Je ne pense pas que le fait d’avoir utilisé une police commerciale soit le problème.
L’essentiel, dans un document public, c’est la <cohérence>. Et c’est une police incluse (?) dans le programme "Hangul".
(La question de savoir si son prix est inclus dans celui du programme Hangul, mettons-la de côté. Les fichiers DOC aussi…)

Bref… quand on cherche à préserver la cohérence d’un système national, est-ce vraiment pertinent d’avoir ce débat à cause de simples (?) polices payantes… c’est ce que je me dis.
Les personnes (ou outils) qui veulent l’adopter n’ont qu’à payer, non ?
(Vous allez appeler ça un cartel ? Direz-vous aussi que l’usage du fax au Japon est un cartel ?)

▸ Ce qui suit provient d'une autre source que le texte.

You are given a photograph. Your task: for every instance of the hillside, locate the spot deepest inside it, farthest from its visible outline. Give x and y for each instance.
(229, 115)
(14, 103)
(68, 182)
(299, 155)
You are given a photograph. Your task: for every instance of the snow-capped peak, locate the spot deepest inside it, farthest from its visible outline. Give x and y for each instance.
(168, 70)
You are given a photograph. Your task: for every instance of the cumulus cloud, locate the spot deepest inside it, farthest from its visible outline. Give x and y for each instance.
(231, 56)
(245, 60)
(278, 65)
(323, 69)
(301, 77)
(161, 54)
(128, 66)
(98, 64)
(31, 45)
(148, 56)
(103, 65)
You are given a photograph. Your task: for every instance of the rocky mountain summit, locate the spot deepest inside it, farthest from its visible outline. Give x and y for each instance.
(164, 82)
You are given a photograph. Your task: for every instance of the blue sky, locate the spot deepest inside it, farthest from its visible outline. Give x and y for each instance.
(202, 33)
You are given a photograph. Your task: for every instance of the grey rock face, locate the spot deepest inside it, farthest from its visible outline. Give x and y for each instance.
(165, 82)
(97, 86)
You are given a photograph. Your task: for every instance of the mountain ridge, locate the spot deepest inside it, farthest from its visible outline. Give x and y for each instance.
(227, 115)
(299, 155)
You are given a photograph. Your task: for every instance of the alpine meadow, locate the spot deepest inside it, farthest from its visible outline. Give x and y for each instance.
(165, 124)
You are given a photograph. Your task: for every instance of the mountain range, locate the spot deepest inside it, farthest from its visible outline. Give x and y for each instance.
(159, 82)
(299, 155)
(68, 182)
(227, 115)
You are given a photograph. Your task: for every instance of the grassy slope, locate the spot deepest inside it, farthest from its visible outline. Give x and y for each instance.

Je devrais peut-être acheter des actions de l’ayant droit de la police. Haha.

 
semjei 2026-05-11

Je suis d'accord avec cet avis.
Si l'accès à l'information est bloqué ou entravé à cause de polices mal utilisées, c'est l'intérêt public qui est menacé.
Il faut lancer une pétition nationale.

 
tangokorea 2026-05-12

Ils ne prennent même pas la peine de fournir un viewer, alors parler de changement des conditions d’utilisation des polices, ils ne comprendront même pas de quoi il s’agit. De toute façon, c’est l’IA d’abord avant les citoyens, hein, lol

 
calmlake79 2026-05-10

Oui... Dès le départ, il faudrait imposer l’utilisation de la police par défaut dans tous les documents publics.

 
geesecross 2026-05-10

Personnellement, je ne sais pas si c’est faisable, mais il ne vaudrait pas mieux créer et utiliser une taille de canevas standard indépendamment du fichier de police ? Si, à partir des tailles de canevas obtenues depuis plusieurs fichiers de police, on déduit logiquement la plage que ces tailles devraient avoir, puis qu’on choisit et utilise arbitrairement une valeur dans cette plage, ne pourrait-on pas éviter la question de l’originalité créative ?

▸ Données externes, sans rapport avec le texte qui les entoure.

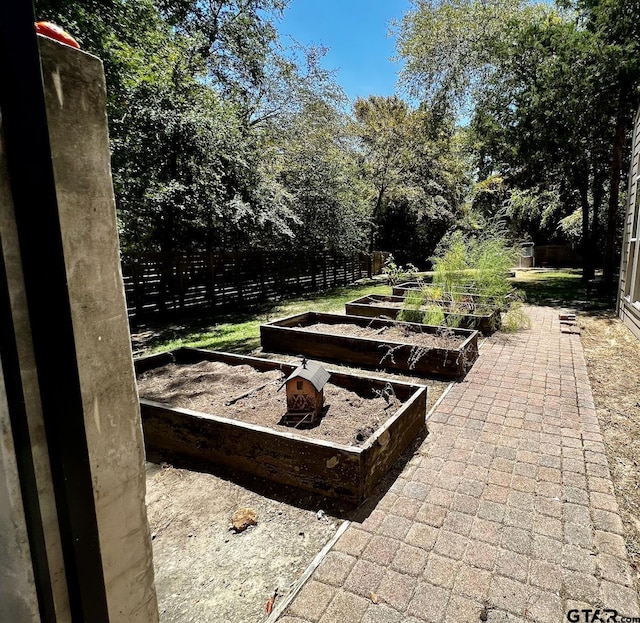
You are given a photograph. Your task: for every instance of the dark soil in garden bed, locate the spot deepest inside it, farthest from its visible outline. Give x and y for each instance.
(442, 339)
(245, 394)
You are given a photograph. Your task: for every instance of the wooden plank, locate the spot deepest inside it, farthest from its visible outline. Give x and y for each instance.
(373, 306)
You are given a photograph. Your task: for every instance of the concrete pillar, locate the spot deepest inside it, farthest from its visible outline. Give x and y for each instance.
(75, 99)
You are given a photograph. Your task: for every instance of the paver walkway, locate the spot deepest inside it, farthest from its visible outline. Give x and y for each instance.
(507, 512)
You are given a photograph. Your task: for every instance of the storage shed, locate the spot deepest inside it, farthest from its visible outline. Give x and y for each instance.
(629, 290)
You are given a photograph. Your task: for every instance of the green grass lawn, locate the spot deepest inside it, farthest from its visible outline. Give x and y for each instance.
(240, 333)
(559, 288)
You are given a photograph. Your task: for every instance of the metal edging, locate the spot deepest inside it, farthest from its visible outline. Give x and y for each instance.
(29, 162)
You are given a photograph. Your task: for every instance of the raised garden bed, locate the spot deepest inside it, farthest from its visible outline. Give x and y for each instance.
(467, 294)
(379, 305)
(178, 435)
(374, 343)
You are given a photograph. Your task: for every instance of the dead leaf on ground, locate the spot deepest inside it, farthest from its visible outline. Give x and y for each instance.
(271, 601)
(243, 518)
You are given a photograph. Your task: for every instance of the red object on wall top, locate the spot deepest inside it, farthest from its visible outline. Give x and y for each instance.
(55, 32)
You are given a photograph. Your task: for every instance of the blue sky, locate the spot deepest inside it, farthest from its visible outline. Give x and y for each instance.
(355, 31)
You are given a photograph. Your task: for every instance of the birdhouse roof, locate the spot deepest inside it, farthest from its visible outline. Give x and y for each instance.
(311, 371)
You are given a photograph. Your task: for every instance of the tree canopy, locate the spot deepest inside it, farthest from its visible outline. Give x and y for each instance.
(225, 137)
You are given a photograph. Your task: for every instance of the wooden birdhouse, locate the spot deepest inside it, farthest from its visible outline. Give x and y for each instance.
(305, 393)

Avec une méthode consistant à estimer arbitrairement la taille du canevas, on ne peut pas reproduire exactement la taille du canevas des polices existantes ; le problème initial, à savoir que la mise en page du document peut se dégrader lorsqu’on utilise une police de substitution, n’est donc pas résolu.

Si l’objectif est de reproduire exactement la taille du canevas d’une police commerciale, il semble nécessaire de discuter de la possibilité de considérer comme licite, et non contraire au contrat EULA, le processus permettant d’obtenir cette taille.

 
unsure4000 2026-05-10

Quel que soit le résultat, je vous soutiens.